Я с опасением подумал, что он скажет: «Прозрачный».

— Дымчатый, — ответил Рахманин.

— Дымчатых бриллиантов не бывает, — сказал Хмелев. Он думал о том же, о чем и я. Но ему не следовало проявлять свою эрудицию. Он просто не удержался, переполненный недоверием к Рахманину.

— Я не сказал «бриллиант»! Кольцо было с топазом! — чуть ли не крикнул Рахманин.

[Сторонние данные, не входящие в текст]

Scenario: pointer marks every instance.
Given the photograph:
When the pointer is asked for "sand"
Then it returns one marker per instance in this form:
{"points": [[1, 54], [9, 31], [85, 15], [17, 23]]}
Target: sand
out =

— Спокойно, Виктор Иванович. Когда в последний раз вы видели это кольцо? — спросил я.

— Днем двадцать седьмого, когда Надя уходила в театр. Она его надела и тут же сняла. Кольцо стало велико ей. Надя похудела.

— Не могла Надежда Андреевна положить кольцо в другое место?

— Оно и лежало вот в этой вазочке, — Рахманин взял со средней полки стеллажа резное деревянное блюдце. — Я видел, как Надя положила сюда кольцо. Обычно она держала оба кольца в шкатулке. Она торопилась.

— Почему вы не упомянули о кольце при первом осмотре?

— Я плохо соображал. Не пришло в голову заглянуть в шкатулку.

— Может быть, Надежда Андреевна все-таки надела кольцо уходя, а вы не заметили?

— Тогда кольцо должно быть в сумке! — Рахманин высыпал на стол содержимое черной кожаной сумки Комиссаровой — кошелек, пудреницу, две помады, шариковую ручку, карандаш для бровей, расческу, носовой платок. Кольца среди вещей не было. Рахманин заглянул в сумку, прощупал, потом открыл кошелек и растерянно посмотрел на нас. Будто не веря своим глазам, он еще раз заглянул в кошелек. Кошелек был пуст. Это я хорошо помнил. — Здесь нет денег.

— И деньги пропали? — сказал Хмелев.

Рахманин кивнул.

— Много? — спросила Миронова.

— Двадцать пять рублей, — ответил Рахманин. — Вы не верите мне?